Feature Of The Week 2/3/13: Automated Segmentation Algorithm for Medical Image Processing using Optical Coherence Tomography
Optical coherence tomography (OCT) is a noninvasive optical imaging technique for in vivo and in situ imaging of microstructure in biological tissues. Improvements in identification, imaging, and visualization of biological microstructures are necessary before OCT clinical use.

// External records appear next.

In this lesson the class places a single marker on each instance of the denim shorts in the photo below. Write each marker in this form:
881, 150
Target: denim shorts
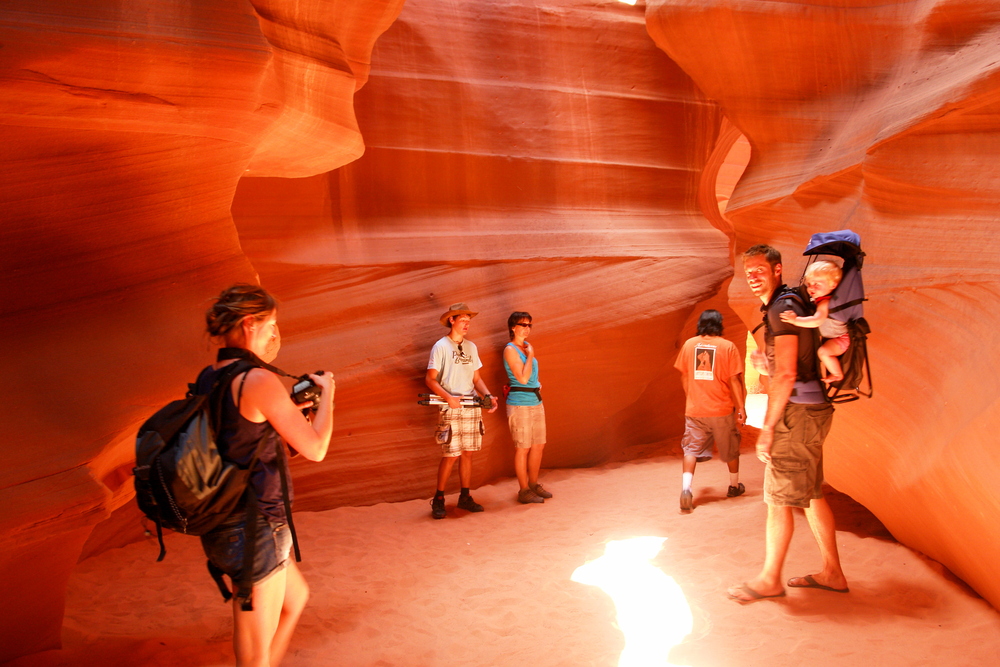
225, 546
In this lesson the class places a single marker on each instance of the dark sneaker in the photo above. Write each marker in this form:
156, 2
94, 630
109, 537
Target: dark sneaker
437, 508
539, 491
528, 496
687, 501
468, 504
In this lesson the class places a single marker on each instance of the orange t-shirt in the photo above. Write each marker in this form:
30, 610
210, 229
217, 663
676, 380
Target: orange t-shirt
709, 362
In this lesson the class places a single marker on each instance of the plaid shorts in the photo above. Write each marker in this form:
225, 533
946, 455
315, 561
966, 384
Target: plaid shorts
466, 430
701, 432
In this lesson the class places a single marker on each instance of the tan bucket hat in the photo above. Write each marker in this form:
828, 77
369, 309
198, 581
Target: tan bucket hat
456, 309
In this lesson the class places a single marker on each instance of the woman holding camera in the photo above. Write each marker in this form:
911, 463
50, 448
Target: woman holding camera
244, 318
525, 412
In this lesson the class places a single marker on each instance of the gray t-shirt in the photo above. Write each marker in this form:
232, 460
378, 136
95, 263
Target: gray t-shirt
456, 364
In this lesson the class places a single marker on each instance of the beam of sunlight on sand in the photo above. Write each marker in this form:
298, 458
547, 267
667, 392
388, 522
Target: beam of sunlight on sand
653, 613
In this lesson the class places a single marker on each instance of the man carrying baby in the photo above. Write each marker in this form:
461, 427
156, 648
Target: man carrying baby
796, 423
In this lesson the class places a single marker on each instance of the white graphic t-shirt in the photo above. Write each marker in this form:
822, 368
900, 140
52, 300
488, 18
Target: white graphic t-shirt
456, 363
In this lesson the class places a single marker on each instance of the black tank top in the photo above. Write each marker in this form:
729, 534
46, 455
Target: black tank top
237, 441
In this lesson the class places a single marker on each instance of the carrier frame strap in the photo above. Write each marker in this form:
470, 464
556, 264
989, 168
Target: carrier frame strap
219, 581
282, 470
159, 538
244, 587
849, 304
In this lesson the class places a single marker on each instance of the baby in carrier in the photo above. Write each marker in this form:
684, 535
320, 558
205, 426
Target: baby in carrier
821, 279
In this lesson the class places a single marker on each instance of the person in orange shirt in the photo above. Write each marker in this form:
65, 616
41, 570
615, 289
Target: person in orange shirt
712, 374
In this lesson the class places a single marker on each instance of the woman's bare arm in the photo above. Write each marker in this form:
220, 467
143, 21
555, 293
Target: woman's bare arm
266, 399
520, 369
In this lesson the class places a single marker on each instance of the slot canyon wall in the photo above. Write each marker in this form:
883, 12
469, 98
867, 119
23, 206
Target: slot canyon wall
883, 118
516, 154
124, 130
519, 155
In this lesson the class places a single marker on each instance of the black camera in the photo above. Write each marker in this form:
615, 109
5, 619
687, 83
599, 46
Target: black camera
306, 390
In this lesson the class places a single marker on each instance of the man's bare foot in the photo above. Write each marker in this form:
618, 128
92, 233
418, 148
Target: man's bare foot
811, 581
743, 593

Using the proposed algorithm, OCT images of the prostate and cervicovaginal epithelium were segmented to differentiate the cavernous nerves from the prostate gland and to detect minute changes in the epithelial layer, respectively. To detect these nerves and epithelial layer changes, three image features were employed: Gabor filter, Daubechies wavelet, and Laws filter. The Gabor feature was applied with different standard deviations in the x and y directions. In the Daubechies wavelet feature, an 8-tap Daubechies orthonormal wavelet was implemented, and the low-pass sub-band was chosen as the filtered image. Last, Laws feature extraction was applied to the images. The features were segmented using a nearest-neighbor classifier. N-ary morphological postprocessing was used to remove small voids.
The cavernous nerves were differentiated from the prostate gland with a segmentation error rate of 5.8% ± 1.9%. The overall error rate for segmentation of cervicovaginal epithelium was 8.7% ± 2.2%. These results show the robustness of the proposed technique. This algorithm may be useful for implementation in clinical endoscopic OCT systems for various segmentation applications.